いざという時のお金の遺し方は大事です。
いざという時に必要な手続きや書類など、自分の経験からお話しさせていただきます。
家族が亡くなった時の手続きは本当に大変です。
わたくし事ではございますが、先日父が亡くなりました。
高齢とはいえ、これまで何の持病もなく突然の事だったので、家族一同ただ茫然とするばかりでした。
それでも何とか役所への死亡届けと葬儀の手配が終わったころ、クレジットカード会社から1通の利用明細書が届きました。それを見て、はたと「手続きしなくては!」と思い立ちました。
まずはクレジットカード会社へ退会の連絡。携帯電話の解約。公共料金の引き落とし先の変更。このあたりまでは比較的スムーズに手続きが進みました。
次に母の遺族年金の手続き。このあたりから必要書類が増えてきて(死亡届、戸籍謄本、住民票、請求者の所得証明書など)、しかも手続きには年金事務所の予約が必要になります。
書類集めもそうですが、平日でないとできない手続きも多く、仕事を持っている私がそれをするには、有休を取らなければならないので結構大変でした。
そして父が保有していた資産の遺族(相続人)への引き継ぎです。
銀行預金や保険金、不動産(自宅)が主なものですが、銀行に問い合わせると、遺言か遺産分割協議書が必要とのことでした。遺言はないことを伝えると、遺産分割協議書、つまり亡くなった人の資産をどう分けるのか相続人の間で同意した書面が必要とのことでした。
最近はネットにひな型なども紹介されていますが、そのご家庭ごとに事情も違うでしょうし、書面作成には相当な時間がかかります。しかし、それがなければ基本的には銀行預金を引き出すことができないのです。

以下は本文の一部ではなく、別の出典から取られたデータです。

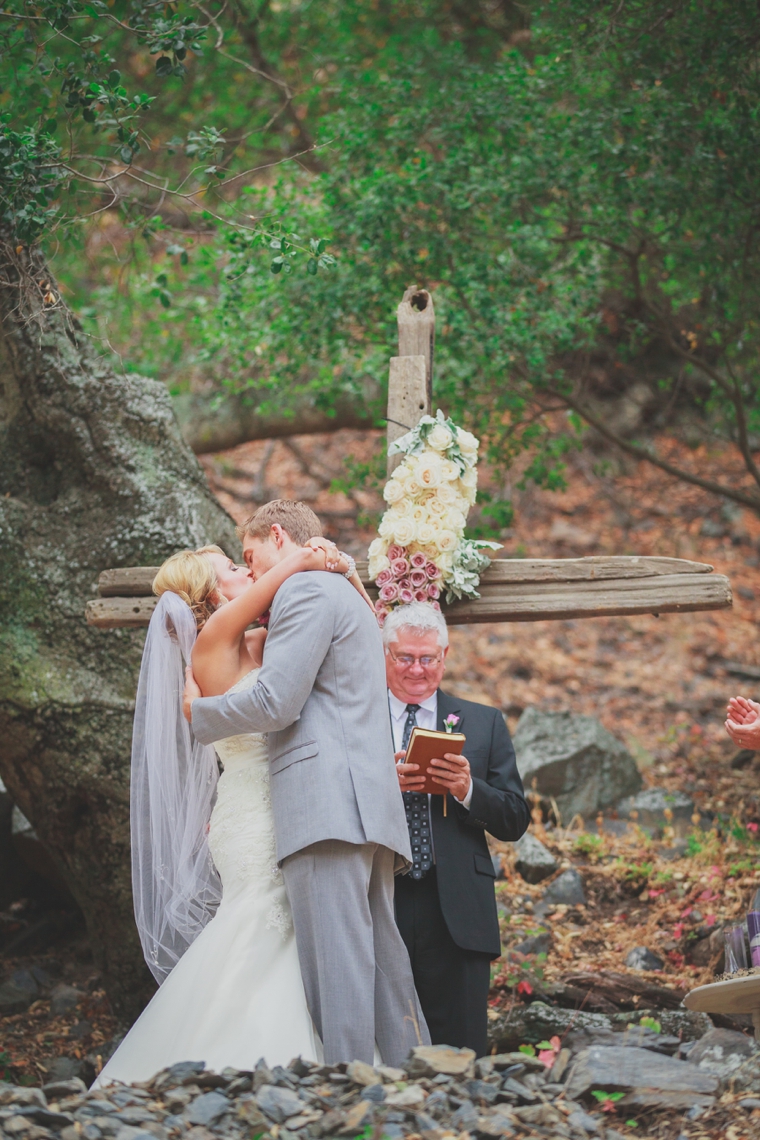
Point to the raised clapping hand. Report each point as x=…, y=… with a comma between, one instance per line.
x=452, y=773
x=743, y=723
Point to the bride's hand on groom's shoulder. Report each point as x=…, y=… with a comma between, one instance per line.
x=189, y=694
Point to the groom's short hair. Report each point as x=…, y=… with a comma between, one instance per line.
x=297, y=520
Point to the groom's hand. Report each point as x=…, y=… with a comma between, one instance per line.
x=190, y=692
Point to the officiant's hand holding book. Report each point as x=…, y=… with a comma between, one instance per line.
x=434, y=765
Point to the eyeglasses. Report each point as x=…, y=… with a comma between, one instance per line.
x=406, y=660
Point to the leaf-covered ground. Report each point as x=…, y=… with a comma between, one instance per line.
x=658, y=684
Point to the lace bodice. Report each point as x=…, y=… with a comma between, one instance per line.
x=242, y=831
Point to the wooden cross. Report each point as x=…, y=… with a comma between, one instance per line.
x=512, y=589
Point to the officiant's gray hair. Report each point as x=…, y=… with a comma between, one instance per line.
x=419, y=617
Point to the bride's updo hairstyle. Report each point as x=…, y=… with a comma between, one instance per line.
x=191, y=576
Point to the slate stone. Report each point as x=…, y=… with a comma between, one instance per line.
x=537, y=944
x=568, y=888
x=209, y=1107
x=624, y=1068
x=533, y=861
x=722, y=1052
x=64, y=1000
x=277, y=1102
x=56, y=1090
x=574, y=760
x=639, y=958
x=465, y=1118
x=430, y=1060
x=651, y=805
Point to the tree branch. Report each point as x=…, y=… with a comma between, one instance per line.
x=640, y=453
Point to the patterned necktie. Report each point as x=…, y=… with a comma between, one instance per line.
x=417, y=808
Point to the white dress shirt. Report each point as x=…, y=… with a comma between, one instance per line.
x=426, y=718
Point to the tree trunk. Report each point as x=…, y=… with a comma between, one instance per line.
x=94, y=473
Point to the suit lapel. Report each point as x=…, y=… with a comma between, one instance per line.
x=446, y=707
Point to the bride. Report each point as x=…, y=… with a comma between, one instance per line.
x=226, y=960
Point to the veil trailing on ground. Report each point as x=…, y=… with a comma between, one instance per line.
x=174, y=884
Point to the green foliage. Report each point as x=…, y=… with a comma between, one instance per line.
x=580, y=203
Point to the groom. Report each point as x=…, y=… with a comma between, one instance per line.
x=338, y=815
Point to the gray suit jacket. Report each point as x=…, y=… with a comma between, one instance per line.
x=321, y=698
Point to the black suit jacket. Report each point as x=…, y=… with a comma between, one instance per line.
x=464, y=868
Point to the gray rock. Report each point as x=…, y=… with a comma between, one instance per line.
x=537, y=944
x=64, y=1000
x=574, y=760
x=277, y=1102
x=639, y=958
x=628, y=1068
x=722, y=1052
x=209, y=1107
x=651, y=805
x=566, y=888
x=72, y=1086
x=465, y=1118
x=430, y=1060
x=533, y=861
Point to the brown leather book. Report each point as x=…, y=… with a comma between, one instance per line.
x=426, y=744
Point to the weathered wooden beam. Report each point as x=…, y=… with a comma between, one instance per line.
x=416, y=319
x=581, y=594
x=407, y=399
x=138, y=580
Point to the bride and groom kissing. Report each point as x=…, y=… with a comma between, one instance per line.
x=264, y=896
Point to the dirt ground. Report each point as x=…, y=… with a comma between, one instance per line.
x=660, y=684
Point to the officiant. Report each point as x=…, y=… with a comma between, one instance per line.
x=446, y=905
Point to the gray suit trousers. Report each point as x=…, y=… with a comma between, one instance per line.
x=354, y=966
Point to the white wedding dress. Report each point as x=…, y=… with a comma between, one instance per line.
x=236, y=994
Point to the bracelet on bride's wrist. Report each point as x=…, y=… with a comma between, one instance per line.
x=352, y=566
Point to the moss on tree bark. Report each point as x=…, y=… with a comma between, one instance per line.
x=94, y=473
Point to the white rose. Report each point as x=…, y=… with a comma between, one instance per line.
x=394, y=490
x=447, y=542
x=467, y=442
x=455, y=520
x=426, y=534
x=443, y=561
x=447, y=494
x=428, y=470
x=377, y=563
x=439, y=438
x=405, y=531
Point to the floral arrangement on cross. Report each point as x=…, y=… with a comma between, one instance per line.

金融機関によって手続きの仕方は多少異なるとは思いますが、「遺産分割協議書」という書面がなくても、その金融機関に預けている預金の相続人間の分け方が決まっていれば構わないところが大半のようです。もちろんその金融機関所定の書面に必要事項を記入し、被相続人(亡くなった人)の出生から亡くなるまでの戸籍謄本、相続人全員の自署、実印での捺印、印鑑証明書、戸籍謄本が必要となります。
家族が離れて暮らしているとそれぞれ順番に書類を回して、同時に必要な書類ももらってとなりますと、本当に手間と時間がかかります。
それでも銀行預金の引き出しができないと、葬儀の費用や当面の生活費などは遺族が立替えなければなりません。
もしまだ小さなお子さんがいらっしゃるようなご家庭で一家の大黒柱が亡くなったらどんなに大変だろうかと思いました。
死亡保険金のありがたさを痛感しました。
そんな時、確か父が母を受取人にした終身保険に加入していたことを思い出し、保険会社に手続き方法を伺いました。
すると主な必要書類は、保険会社所定の死亡保険金請求書と父の死亡診断書、受取人である母の本人確認書類、父と母のマイナンバーだけでした。
遺産分割協議書は?
いらないのです。なぜならば、死亡保険金は受取人に指定された方の固有の財産であり、それを受け取るために他の相続人の同意は必要ないのです。
必要書類が揃えば数日で(保険会社や保険種類によって異なると思いますが)支払われます。
そんなに多額でなくとも、遺族にとってはとても助かる財産です。
いざという時のために
万が一の時にご家族が困らないよう日頃から貯金をされている方は多いと思います。
でも遺し方を考えないと、ご家族がそれを手にされるまでとても長い時間がかかる場合があります。特に遺産分割協議書は慣れない人が作ろうとすると大変ですし、ご家族間で意見がなかなかまとまらないケースもあると思います。
それでも遺されたご家族の生活は続いていきます。
人間、いつどうなるかなど誰にもわかりません。ご家族のためにと思われる資産の一部は死亡保険金という方法で遺されることをぜひご検討ください。
「死亡保険金はお金に名前を付けて遺してあげること」とよく言われていますが、今回父の手続きがあまりに大変で(実はまだ終わりそうにないのですが)、死亡保険金の手続きがとても簡単であることを今回の経験によって、改めて実感しました。